Han Yunus’taki bir fırının önünde saatlerce bekleyen Muhammed Ganim, yaşadığı hayal kırıklığını “Burada alabileceğimiz hiçbir şey yok. Her şey çok pahalı.” diyerek ifade etti. Ganim, sınır kapılarının kapalı olmasının tüp gaz, un ve diğer temel gıda maddelerinin kıtlığına neden olduğunu ve mevcut ürünlerin fiyatlarının fahiş seviyelere ulaştığını aktardı. Birleşmiş Milletler Sözcüsü Stephane Dujarric, 3 Mart’ta düzenlediği basın toplantısında, İsrail’in Gazze’ye açılan ticari sınır kapılarını kapatmasının bölgedeki gıda fiyatlarının 100 katın üzerinde artmasına yol açtığını vurguladı.
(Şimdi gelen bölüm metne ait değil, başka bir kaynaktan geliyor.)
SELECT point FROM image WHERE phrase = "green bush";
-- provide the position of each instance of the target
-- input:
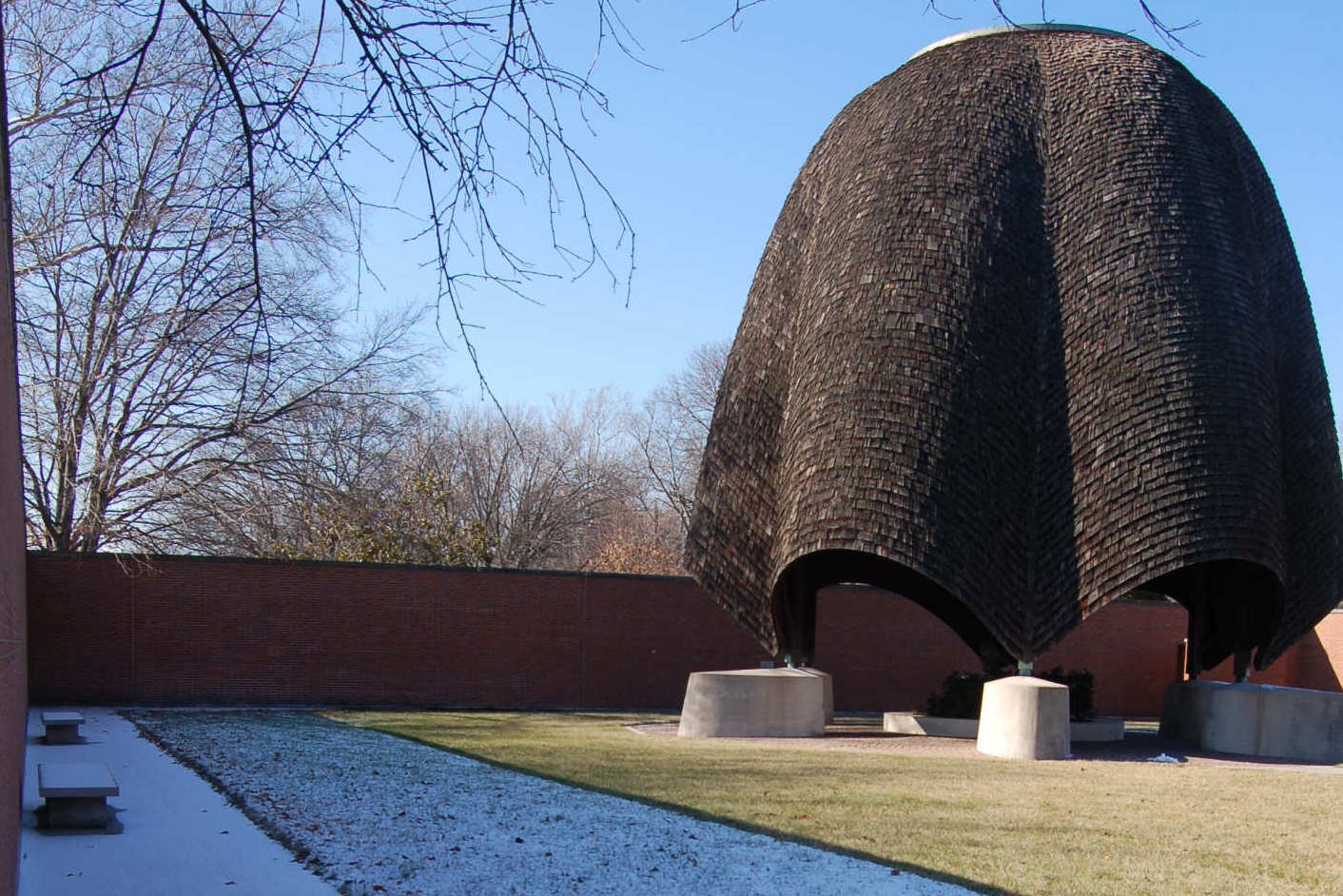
(962, 692)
“HAYAT BİR İŞKENCE HALİNE GELDİ”
Ekmek almak için fırının önünde kuyrukta bekleyen başka bir kadın, Gazze’deki Filistinlilerin hayatlarının “işkence haline geldiğini” dile getirdi. Sınır kapılarının kapatılması nedeniyle sebze fiyatlarının artmasının yanı sıra, mutfak tüpü gibi temel yaşam unsurlarının da tükendiğini belirten Filistinli kadın, geçim kaynaklarının olmaması nedeniyle hayır kurumlarının yoksullara dağıttığı pirinçle ailesini geçindirmeye çalıştığını ifade etti.

Filistinli kadın, “Sabahın erken saatlerinden itibaren buraya gelip uzun kuyruklarda bekliyoruz. Hayatımız çok zor; bir ekmek alabilmek için bile büyük sıkıntılar çekiyoruz.” şeklinde konuştu.
Dünya Bankası verilerine göre, İsrail’in 16 ay süren “soykırım sürecinde” tüm Filistinliler yoksullaşma yaşayan bir grup haline geldi. Hükümet ve insan hakları yetkilileri, halkın büyük çoğunluğunun artık yardıma bağımlı olduğunu aktarıyor. Raid Ebu Mutaz, “İsrail ablukasının yoğunlaşması ve Gazze Şeridi’nin soykırımın etkilerinden kurtulamaması nedeniyle ailemin günlük ihtiyaçlarını karşılayamaz hale geldim.” diyerek, içinde bulunduğu zor durumu aktardı. Ebu Mutaz, fiyatların artmasının, ailesinin temel ihtiyaçlarını karşılamasını imkânsız hale getirdiğini ifade ederken, Gazze Şeridi’ndeki Filistinlilerin ilk kez ramazan ayını bu ağır abluka ve gıda yoksunluğu koşulları altında geçirdiğini belirtti.